From Bob Oaks
Heinz organic ketchup is probably a more sound political choice than Woodstock Foods organic ketchup — even though Heinz smacks of “big corporate” to most people. The fact is that UNFI’s Woodstock brand is also big corporate despite its considerable efforts at green-washing.
Heinz ketchup was actually the first commercially produced “health food” condiment and its founder, H. J. Heinz led a successful lobbying effort in favor of the first Pure Food and Drug Act in 1906 and developed a ketchup recipe that didn’t use the conventional benzoate preservatives.
Heinz also grows its tomatoes “the old fashioned way” — by selectively cultivating and saving non-GMO seed stocks. The company’s website says its product is “Traceable From Seed to Plate: Consumers can rest assured that each tomato in a bottle of Heinz® Ketchup, from seed to vine to bottle, can be chronicled through a code on the cap. A look at this code allows Heinz to determine the farms the tomatoes were grown on, the details about where the Ketchup was bottled and even what varieties of HeinzSeed seeds were used.” Woodstock Foods offers no similar assurances and trying to track its product sources or manufacturing facilities is like trying to find the nut in a cleverly manipulated shell game.

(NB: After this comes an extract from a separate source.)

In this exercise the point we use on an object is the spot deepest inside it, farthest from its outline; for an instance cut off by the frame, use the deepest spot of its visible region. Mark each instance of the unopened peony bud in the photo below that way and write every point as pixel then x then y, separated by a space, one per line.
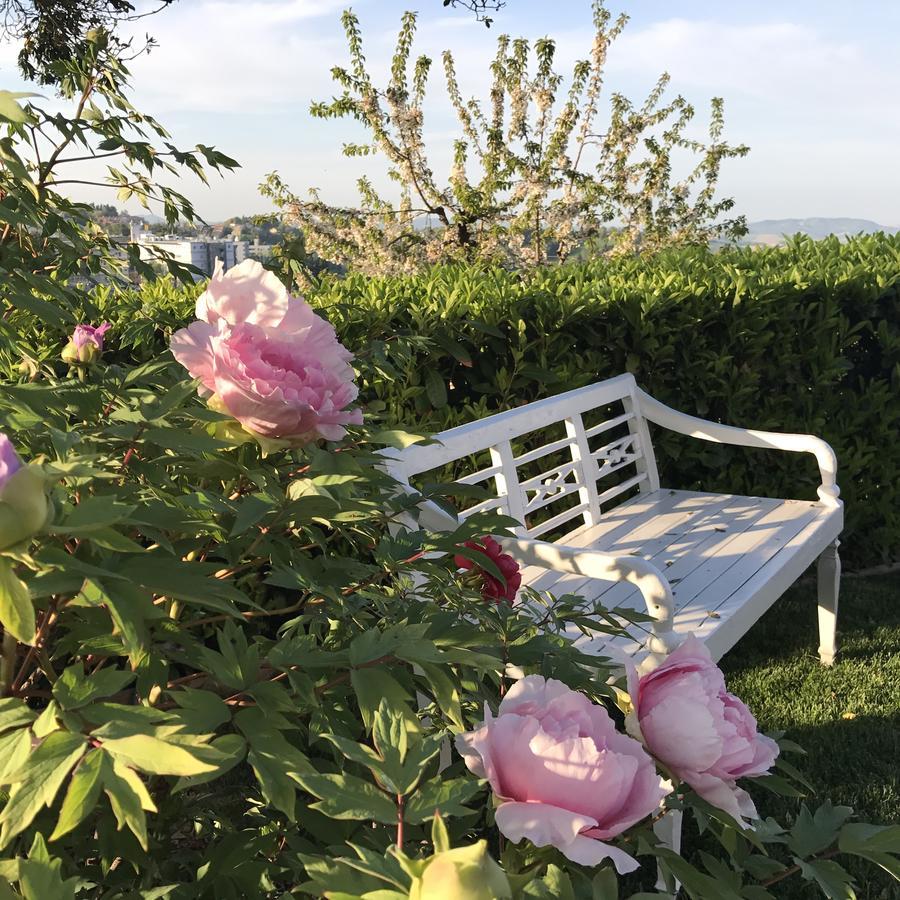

Heinz also began as a company famously based on sound employee relations and humane benefits packages, which although perhaps diminished at times and in places over the years, has remained generally praise worthy with 60% of its workforce in the US and Canada covered by collective bargaining agreements. The same cannot be said for UNFI and its Woodstock Foods brand. There is currently a labor action against UNFI in Washington (see: http://www.organicconsumers.
So in just one man’s opinion (mine), I’d rather see a conventional product like Heinz stocked at the Co-op and not just its “organic” ketchup version — Heinz also markets no salt and reduced sweetener varieties although the last two contain HFC’s. At least our member shoppers can read the labels and be reasonably sure they know what they’re getting.